Overactive bladder (OAB) is not a disease, but a set of symptoms. Patients with OAB experience a sudden, uncontrollable urge to urinate, often along with incontinence. They tend to urinate often throughout the day and night.
This condition is common, affecting approximately 33 million Americans. In fact, it likely impacts even more, but many patients who experience OAB are reluctant to seek help out of embarrassment or the mistaken belief that nothing can be done to help.
This can have a negative impact on quality of life, and there is no need to “suffer silently.” MedStar Health urologists understand the challenges involved in living with an overactive bladder, and they can provide the expertise and technology to ensure patients find relief.
Symptoms and causes
There can be many different causes of OAB, including urinary tract infection, nerve damage, illness, side effect of medication, or, sometimes, the cause is unknown. The most common symptoms include:
- A strong sense of urgency is the most characteristic symptom of OAB. This strong sense of “needing to go” right away may or may not be accompanied by leakage
- Needing to urinate frequently
- Needing to get up during the night to urinate
Both men and women can experience OAB. Men who have had prostate-related conditions and post-menopausal women seem to have increased risk of OAB. Young men and women can also have symptoms of OAB for a variety of reasons. People who have diseases affecting the brain or spinal cord, such as stroke and multiple sclerosis, are also at higher risk for OAB.

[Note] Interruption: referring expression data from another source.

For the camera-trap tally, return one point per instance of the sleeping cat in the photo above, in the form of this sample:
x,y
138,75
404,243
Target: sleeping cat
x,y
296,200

To diagnosis overactive bladder and plan appropriate treatment, MedStar Health urologists may seek the following:
- Medical history, including current medications
- Urine culture
- Bladder scan or ultrasound
- Cystoscopy: A tiny tube with a camera is inserted into the bladder to rule out possible causes
- Urodynamic testing: MedStar Georgetown is one of the only facilities in the area to offer advanced video urodynamic testing to fully assess the urinary tract, including kidneys and bladder, to get a comprehensive picture of urinary function
Overactive bladder treatment will be tailored to each patient’s lifestyle and condition.
Treatment options may include:
- Dietary fluid changes
- Behavior modification
- Treating the bladder with Botox
- Inserting a bladder pacemaker
- Nerve stimulation
- Other office-based procedures
There are a wide range of management options available to treat OAB. Restore your ability to travel, attend events comfortably, and make it through the fasten-seatbelts phase on the airplane. MedStar Health urology experts can help you—not your bladder— take control of your life again.